Qual avaliação podemos fazer dessa rusga entre o presidente Bolsonaro e Fernández?
Primeiro, é preciso dizer que o resultado na Argentina tem um impacto importante sobre a dinâmica regional. Dentro desse novo contexto, de uma vitória do Fernández, a janela que a gente tinha para um alinhamento em temas grandes na região vai fechar.
Por parte do presidente, ele sabe que vai ser (mais) difícil cooperar com o governo Fernández que o atual. Mas o que acontece agora tem um fundo eleitoral. Fernández está em campanha e para ele é bom ser mencionado pelo Bolsonaro. Ele tem usado isso e sabe que pessoas moderadas, divididas entre ele e Macri, ficam horrorizadas pelo que Bolsonaro diz.
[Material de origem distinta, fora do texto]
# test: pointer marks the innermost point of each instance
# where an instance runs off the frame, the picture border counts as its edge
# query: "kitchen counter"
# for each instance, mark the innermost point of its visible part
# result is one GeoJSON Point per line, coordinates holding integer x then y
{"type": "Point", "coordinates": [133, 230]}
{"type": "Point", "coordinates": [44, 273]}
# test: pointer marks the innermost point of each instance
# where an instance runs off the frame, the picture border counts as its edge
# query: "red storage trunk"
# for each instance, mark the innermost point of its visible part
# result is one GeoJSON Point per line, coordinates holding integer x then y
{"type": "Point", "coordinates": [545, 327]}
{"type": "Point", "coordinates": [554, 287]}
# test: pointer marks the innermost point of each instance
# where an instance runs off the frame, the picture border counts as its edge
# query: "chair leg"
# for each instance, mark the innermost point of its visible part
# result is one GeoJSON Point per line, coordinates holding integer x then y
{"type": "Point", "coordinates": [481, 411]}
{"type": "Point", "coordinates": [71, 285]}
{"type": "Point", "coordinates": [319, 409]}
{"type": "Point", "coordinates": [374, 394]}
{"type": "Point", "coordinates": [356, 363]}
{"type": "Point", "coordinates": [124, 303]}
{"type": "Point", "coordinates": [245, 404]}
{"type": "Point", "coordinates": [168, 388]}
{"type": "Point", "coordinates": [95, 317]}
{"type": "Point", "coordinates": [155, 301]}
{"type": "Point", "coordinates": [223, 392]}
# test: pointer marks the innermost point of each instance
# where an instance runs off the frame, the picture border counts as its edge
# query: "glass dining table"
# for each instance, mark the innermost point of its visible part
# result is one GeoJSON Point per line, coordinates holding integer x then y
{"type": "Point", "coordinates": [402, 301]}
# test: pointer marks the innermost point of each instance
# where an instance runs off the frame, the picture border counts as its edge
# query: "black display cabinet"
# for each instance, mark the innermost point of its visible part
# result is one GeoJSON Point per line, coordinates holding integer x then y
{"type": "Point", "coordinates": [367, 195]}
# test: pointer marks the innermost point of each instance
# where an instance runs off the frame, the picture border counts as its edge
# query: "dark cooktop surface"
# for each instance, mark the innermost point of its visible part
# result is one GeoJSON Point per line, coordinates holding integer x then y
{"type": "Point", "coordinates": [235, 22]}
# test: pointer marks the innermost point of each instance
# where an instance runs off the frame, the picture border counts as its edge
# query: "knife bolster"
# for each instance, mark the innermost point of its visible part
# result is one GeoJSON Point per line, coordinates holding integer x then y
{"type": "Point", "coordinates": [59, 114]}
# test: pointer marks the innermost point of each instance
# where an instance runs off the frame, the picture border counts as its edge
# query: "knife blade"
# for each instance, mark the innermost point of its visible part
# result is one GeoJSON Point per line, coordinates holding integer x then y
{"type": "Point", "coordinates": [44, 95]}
Mas o que muda em termos práticos caso ele seja eleito?
Não é inteligente atacar o candidato que provavelmente vai ganhar. Na diplomacia, a gente precisa se adequar à política interna de outros países e trabalhar com quem ganha a eleição.
Isso vai sobrar, como sempre, para o (vice-presidente Hamilton) Mourão, que já tem dito que haverá uma boa relação. Mas, obviamente, é um gostinho daquilo que pode haver no futuro: o risco real de uma relação bilateral péssima.
O que seria mais afetado?
A primeira área em risco é o acordo de livre-comércio com a UE. O pessoal do Fernández defende uma revisão, mas acham complicado pois haverá pressão dos kirchneristas mais radicais. Acho que isso aumenta o risco de não ratificação. Em segundo, tem a crise na Venezuela. A Argentina do Fernández não vai se alinhar à Venezuela, mas adotará uma posição mais cautelosa.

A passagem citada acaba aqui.